Una fuerte característica de estos encuentros es la participación activa y dinámica del público, ya que es éste quien oficia de jurado. En una primera instancia, todos los participantes comparten su poesía. Luego se selecciona a quienes pasan a la segunda ronda y entre ellos se definen los ganadores de la noche. Sólo hay tres reglas: cada poeta dispone de 3.20 minutos, se debe recitar un texto propio y no se pueden utilizar objetos.

Cuando comienzan a realizarse los Slams en Montevideo adviene la sorpresa: poetas de la calle, poetas de los bares, poetas de la Universidad, poetas de distintos ámbitos que nunca se habían visto exhortados a compartir sus universos más íntimos, empiezan a reunirse para interpretar sus textos: textos experimentales, textos recientes o textos que habían estado por años en un cajón. ¿Dónde estaban todos estos poetas? Si bien existían algunos espacios que habilitaban el encuentro, el Slam, vino a sacudir cabezas, a revitalizar la poesía y a producir una sinergia que también terminó por afectar otros espacios y la forma de hacer cultura en general.

Para empezar, los Slams promueven un tipo particular de poesía que es la poesía oral, interpretada. El hecho de que prime la oralidad en el texto, ha generado un viraje hacia lo performático, ya que desaparece la relación solitaria entre el lector y el texto. Asimismo, para los participantes, la dinámica modifica radicalmente la forma de producir y de pensar sus creaciones. La palabra poética le abre el paso al cuerpo poético: los silencios, los gestos expresivos, la música, los gritos y las miradas adquieren protagonismo en la experiencia artística.

De hecho, en ocasiones, quienes recitan en los Slams con una impronta más teatral deciden no publicar sus trabajos porque consideran que son incompletos sin su interpretación. Algunos de los participantes improvisan o se alimentan de la relación dialógica con el público. De esta manera, la libertad que brinda el formato Slam ha seducido a personas que tradicionalmente no se autodefinían como poetas: actores, dramaturgos, escritores, standuperos, performers, etc.

Los eventos son gratuitos y cualquiera puede recitar; no hace falta tener estudios que acrediten idoneidad, no hace falta una reputación sólida, haber editado un libro o haber publicado en una revista literaria. La accesibilidad y la democratización de la poesía tiene que ver con la idea subyacente de cambiar el paradigma de la cultura. Se trata de una alternativa a lo consagrado o lo instituido, que garantiza la libertad de expresión, manteniendo el arte vivo, en movimiento.

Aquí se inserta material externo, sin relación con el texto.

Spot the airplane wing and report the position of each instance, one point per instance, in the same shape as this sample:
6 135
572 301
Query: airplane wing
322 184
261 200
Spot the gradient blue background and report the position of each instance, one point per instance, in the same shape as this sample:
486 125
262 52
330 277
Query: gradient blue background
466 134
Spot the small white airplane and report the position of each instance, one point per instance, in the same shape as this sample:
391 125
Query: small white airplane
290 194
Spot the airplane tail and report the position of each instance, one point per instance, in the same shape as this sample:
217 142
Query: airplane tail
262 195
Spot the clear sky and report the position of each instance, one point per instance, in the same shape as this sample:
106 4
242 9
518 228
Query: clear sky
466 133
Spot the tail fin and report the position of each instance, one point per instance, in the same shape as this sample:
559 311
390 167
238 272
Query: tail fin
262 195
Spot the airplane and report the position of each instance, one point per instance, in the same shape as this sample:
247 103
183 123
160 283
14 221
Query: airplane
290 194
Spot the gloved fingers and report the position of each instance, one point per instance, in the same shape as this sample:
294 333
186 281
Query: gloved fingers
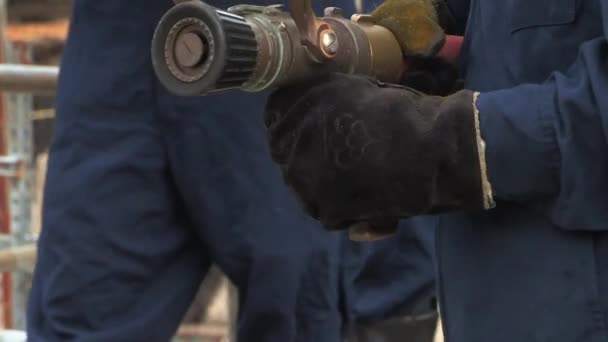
414 23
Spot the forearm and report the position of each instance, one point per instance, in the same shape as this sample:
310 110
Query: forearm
546 144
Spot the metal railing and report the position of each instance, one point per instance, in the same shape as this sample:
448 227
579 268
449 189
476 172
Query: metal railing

Por otro lado, si se compara la concurrencia de los primeros Slams en relación a los últimos, el cambio es innegable: el público viene creciendo a un ritmo constante gracias al boca a boca y las redes sociales. También comienzan a acercarse personas con trayectoria en el mundo artístico. Consultado sobre esto, Pabloski opina que estos cambios contribuyen a que la movida poética no quede restringida a una elite, y en este sentido se continúa trabajando a favor de su expansión. Asimismo, subraya que este crecimiento no perturba la condición alternativa de los encuentros.

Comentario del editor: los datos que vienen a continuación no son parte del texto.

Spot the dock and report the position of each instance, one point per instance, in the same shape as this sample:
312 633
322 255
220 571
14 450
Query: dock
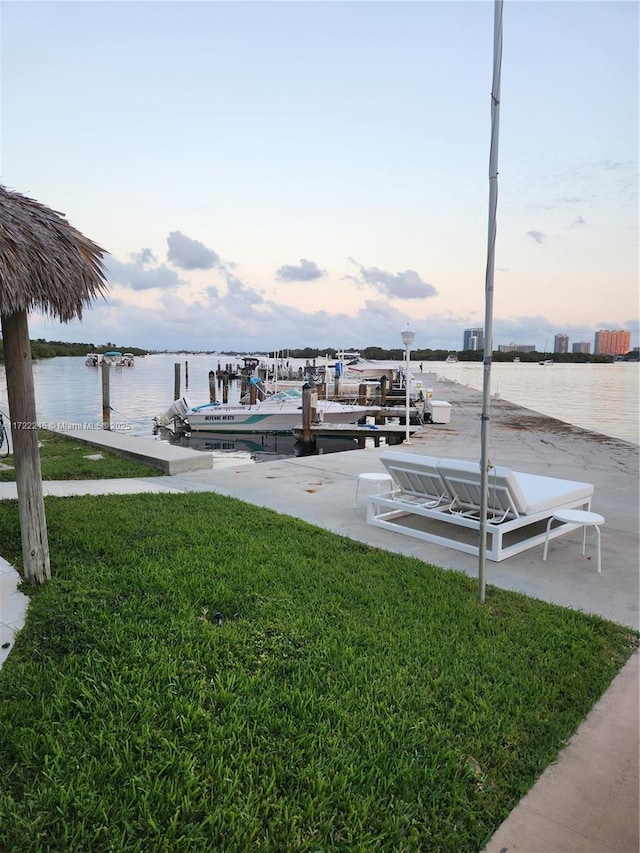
166 457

De alguna manera, lo alterno está en una esencia que se encuentra en una forma de vincularse, en la búsqueda por investigar en torno a las posibilidades de la poesía oral y de generar experiencias poéticas fuertes, en un clima que se genera y que escapa a la solemnidad tradicional de algunos encuentros poéticos. Su ontología conjuga la conmoción y el humor, vira de lo repugnante a lo excelso y se sumerge en lo políticamente incorrecto, porque finalmente es el público quien lo elige o no. Y es probablemente algo del orden de lo inasible en la disposición a jugar del público, o en los riesgos que se permiten correr los poetas, lo que permite que en los Slams el todo sea más que la suma de las partes.

* Algunas versiones dicen que fue Jimmy Desmond quien retó a un duelo a Jerome Salla.